A particle is executing SHM of amplitude A about the mean position $x = 0$. Which of the following cannot be a possible phase difference between the positions of the particle at $x = + \dfrac{A}{2}$ and $x = - \dfrac{A}{{\sqrt 2 }}$
A. ${75^0}$
B. ${165^0}$
C. ${135^0}$
D. ${195^0}$

Answer 1

Hint: In case of simple harmonic motion there will be a mean position and two extreme positions. The particle executes the SHM with respect to the mean position and within the range of two extreme positions. Generally simple harmonic motions are denoted with the sinusoidal or cosecant functions.

Formula used:
$x = A\sin (\varphi )$

Complete answer:
In SHM acceleration of the particle executing the SHM is proportional to the displacement of the particle from the mean position. Generally if an object starts from the mean position then we write displacement as a sinusoidal function and if an object starts from the extreme position then we write the displacement of a body as a cosine function. We can assume in any way if it is not specified in the question. Let us assume that the given particle is executing the SHM about the mean position. Then the function of the SHM displacement will be $x = A\sin (\varphi )$ where $\varphi $ is the phase of the particle.
In the question positions given are $x = + \dfrac{A}{2}$ and $x = - \dfrac{A}{{\sqrt 2 }}$
If we equate $x = + \dfrac{A}{2}$ then we will get $\varphi $ as
$x = A\sin (\varphi )$
$\eqalign{
  & \Rightarrow + \dfrac{A}{2} = A\sin (\varphi ) \cr
  & \Rightarrow \sin (\varphi ) = + \dfrac{1}{2} \cr
  & \Rightarrow \varphi = {30^0},{150^0} \cr} $
If we equate $x = - \dfrac{A}{{\sqrt 2 }}$ then we will get $\varphi $ as
$x = A\sin (\varphi )$
$\eqalign{
  & \Rightarrow - \dfrac{A}{{\sqrt 2 }} = A\sin (\varphi ) \cr
  & \Rightarrow \sin (\varphi ) = - \dfrac{1}{{\sqrt 2 }} \cr
  & \Rightarrow \varphi = {225^0},{315^0} \cr} $
Now to get the possible values of phase difference we should subtract one value from the other
225-30=195
225-150=75
315-30=285
315-150=165
So except ${135^0}$ all the other options are possible.

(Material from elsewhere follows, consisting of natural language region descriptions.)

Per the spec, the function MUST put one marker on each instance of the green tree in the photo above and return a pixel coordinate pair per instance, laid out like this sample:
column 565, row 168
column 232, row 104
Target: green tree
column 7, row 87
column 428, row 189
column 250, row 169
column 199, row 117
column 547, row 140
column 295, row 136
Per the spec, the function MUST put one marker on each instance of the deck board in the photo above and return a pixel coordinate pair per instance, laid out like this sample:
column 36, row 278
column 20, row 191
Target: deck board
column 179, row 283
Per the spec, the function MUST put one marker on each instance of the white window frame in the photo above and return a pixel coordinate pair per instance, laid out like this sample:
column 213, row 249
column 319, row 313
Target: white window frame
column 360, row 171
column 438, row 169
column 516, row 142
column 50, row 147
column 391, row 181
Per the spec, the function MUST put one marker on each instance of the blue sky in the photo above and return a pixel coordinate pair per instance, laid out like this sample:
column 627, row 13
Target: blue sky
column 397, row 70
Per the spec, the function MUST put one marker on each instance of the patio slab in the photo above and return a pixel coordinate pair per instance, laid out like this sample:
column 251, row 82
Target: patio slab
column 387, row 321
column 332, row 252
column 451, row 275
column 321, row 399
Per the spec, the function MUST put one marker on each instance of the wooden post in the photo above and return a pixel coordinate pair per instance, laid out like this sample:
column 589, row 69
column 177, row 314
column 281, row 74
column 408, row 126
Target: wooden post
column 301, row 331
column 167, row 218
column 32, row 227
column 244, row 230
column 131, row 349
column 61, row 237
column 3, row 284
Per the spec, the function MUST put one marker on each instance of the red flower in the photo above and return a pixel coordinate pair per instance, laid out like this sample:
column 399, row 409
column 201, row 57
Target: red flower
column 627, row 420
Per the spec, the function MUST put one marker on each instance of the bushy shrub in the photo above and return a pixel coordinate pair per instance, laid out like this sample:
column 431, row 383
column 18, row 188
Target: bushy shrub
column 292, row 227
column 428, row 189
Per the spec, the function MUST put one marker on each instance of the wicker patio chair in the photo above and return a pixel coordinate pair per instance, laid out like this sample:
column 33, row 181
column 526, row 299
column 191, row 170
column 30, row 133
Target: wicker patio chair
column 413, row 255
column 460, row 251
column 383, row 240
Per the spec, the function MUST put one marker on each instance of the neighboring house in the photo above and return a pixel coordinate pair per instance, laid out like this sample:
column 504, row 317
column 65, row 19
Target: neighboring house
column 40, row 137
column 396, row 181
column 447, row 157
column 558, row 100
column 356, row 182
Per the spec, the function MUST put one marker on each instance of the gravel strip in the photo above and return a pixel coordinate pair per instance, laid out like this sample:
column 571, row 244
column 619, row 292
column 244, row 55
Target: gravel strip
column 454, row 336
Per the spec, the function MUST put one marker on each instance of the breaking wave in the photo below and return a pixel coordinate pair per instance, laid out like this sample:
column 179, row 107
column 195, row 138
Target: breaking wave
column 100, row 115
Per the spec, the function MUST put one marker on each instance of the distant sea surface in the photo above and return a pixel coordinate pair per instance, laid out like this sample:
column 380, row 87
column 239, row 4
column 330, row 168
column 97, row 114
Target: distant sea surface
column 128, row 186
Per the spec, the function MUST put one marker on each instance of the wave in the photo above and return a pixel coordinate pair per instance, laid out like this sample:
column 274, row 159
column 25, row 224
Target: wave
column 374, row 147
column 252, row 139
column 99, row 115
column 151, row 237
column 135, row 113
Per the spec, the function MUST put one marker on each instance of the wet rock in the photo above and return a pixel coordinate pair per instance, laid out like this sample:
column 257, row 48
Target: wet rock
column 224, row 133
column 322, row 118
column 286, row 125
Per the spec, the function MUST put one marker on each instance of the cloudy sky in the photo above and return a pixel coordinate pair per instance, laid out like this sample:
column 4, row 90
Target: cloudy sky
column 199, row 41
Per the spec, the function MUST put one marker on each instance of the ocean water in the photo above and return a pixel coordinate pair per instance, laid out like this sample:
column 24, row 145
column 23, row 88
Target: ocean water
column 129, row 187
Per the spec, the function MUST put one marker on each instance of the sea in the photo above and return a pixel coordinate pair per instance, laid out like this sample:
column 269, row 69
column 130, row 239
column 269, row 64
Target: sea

Hence answer would be option C.

Note:
Even if we take the displacement as the cosine function then also we will get the same result. The other way to solve this problem will be draw a sinusoidal graph of amplitude one and find out the angles where sinusoidal function will become $\dfrac{1}{2}, - \dfrac{1}{{\sqrt 2 }}$ and find out the difference between those angles individually just as we did. We can draw phasor diagrams too to solve the problem.